Ответ был дан ледяным голосом:
– Он плюнул мне под ноги, а я не люблю грязь.
– Я тоже ее не люблю. Да ее никто не любит. Он, наверное, случайно так поступил, и уже готов принести извинения.
– Не случайно. Он почему-то принял меня за женщину, которую можно купить за незначительную сумму местных денег. И был крайне недоволен моими лаконичными уверениями в обратном. Он наказан справедливо.
– Так оно все и было, – подтвердил Дор. – Это Крайк Алакас, он ни о чем никогда не думает, кроме как о выпивке и бабах. Совсем сдурел, даже племянницу одного полковника пощупать пытался, когда та заявилась на казнь мошенников посмотреть. Ему тогда крепко от солдат досталось, неделю подняться не мог, но все равно ничему не научился.
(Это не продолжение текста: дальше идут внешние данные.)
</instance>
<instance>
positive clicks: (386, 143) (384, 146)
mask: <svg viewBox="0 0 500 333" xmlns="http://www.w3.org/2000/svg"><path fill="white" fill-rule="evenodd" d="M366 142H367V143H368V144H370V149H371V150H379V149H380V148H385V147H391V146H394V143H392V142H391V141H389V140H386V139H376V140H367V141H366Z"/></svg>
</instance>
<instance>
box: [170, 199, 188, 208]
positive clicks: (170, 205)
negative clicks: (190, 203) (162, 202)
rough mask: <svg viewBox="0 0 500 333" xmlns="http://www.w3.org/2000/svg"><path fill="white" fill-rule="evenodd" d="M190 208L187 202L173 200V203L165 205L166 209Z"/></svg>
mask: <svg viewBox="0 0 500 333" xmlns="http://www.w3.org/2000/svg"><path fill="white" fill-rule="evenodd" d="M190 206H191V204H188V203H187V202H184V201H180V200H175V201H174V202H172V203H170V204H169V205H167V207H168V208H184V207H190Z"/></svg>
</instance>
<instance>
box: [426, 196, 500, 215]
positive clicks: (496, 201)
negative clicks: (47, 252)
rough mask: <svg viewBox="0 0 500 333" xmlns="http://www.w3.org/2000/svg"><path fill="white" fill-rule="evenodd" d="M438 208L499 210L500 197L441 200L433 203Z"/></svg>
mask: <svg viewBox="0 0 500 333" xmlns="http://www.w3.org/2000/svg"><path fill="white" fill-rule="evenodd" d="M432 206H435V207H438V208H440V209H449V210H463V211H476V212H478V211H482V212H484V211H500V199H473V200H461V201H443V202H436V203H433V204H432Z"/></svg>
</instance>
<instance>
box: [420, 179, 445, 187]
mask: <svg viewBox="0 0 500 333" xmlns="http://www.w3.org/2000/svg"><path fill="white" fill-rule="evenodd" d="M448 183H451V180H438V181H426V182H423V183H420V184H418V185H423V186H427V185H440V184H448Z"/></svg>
– Я научу, – твердо пообещала Литтейгиса. – Я хорошая учительница. Леон, мне пришлось остановить всех этих людей. Кто-то из них хотел мне помешать, кто-то убежать. Будет нехорошо, если в городе узнают о происходящем.
– Ты можешь сделать так, чтобы они забыли о том, что ты здесь вообще была?
– Нет. Слишком много людей, слишком яркие воспоминания, кто-то может вспомнить, и то, что выпали из времени, тоже заметят. А это их удивит, заставит думать. Чтобы такое проделать качественно, потребуется время. У нас оно есть?
Дор покачал головой:
– Тут ожидают военный транспорт, он вроде будет часа через два. Сотни три солдат, кто-нибудь непременно ухитрится сюда заглянуть, а уж младшие офицеры ни за что не пропустят, им в такие таверны не зазорно ходить, а надзора за ними меньше, чем за рядовыми. Ваша… э… знакомая, Леон, сумеет с ними такое же провернуть?
– Не знаю. Литтейгиса, ты как, осилишь?
– Не уверена. К тому же потом мне придется работать над их памятью, а это куда дольше. В это время еще кто-то появится, и все пойдет по нарастающей.
– Значит, надо выкручиваться как-то иначе.
– А нельзя моих ребятишек отпустить? – робко попросил Дор. – Они бежать не станут, вы же знаете их. И вообще, вы для них уважаемый авторитет, проглоти меня кашалот, если что-то худое когда-нибудь думали.
– Литтейгиса, сними контроль с тех, на кого укажет капитан Дор.
– Пусть показывает.
Первым освобожденным повезло стать боцману. И тот, обретя способность двигаться, с нечеловеческой жадностью осушил стаканчик рома, который все это время болтался неподвижно в паре сантиметров от его губ.
И как только слюной не захлебнулся… бедолага.
Вторым ожил юнга, который не заслужил права зваться по имени, и потому к нему обращались по прозвищу – Крикун. В отличие от боцмана, он молчать не стал:
– Леон! Что это тут такое делается?!
– Заткнись! – рявкнул капитан. – Молчите все, пока рыбьим дерьмом пасти не заткнул!
– Да молчу я. Молчу. Но Леон…
– Зубы выбью, тухлый малек тупой селедки! Вот, его еще давайте оживляйте. И как шевелиться начнешь, тоже помалкивай. Не знаю, что дальше будет, но разрешаю только сопеть в две дырки, а не разговаривать.
Не могу не признать, что какая-то логика в словах капитана была. И вообще, лишние разговоры вредят мыслям, которые в моей голове скачут резвыми лошадьми. И все об одном: что же нам теперь делать?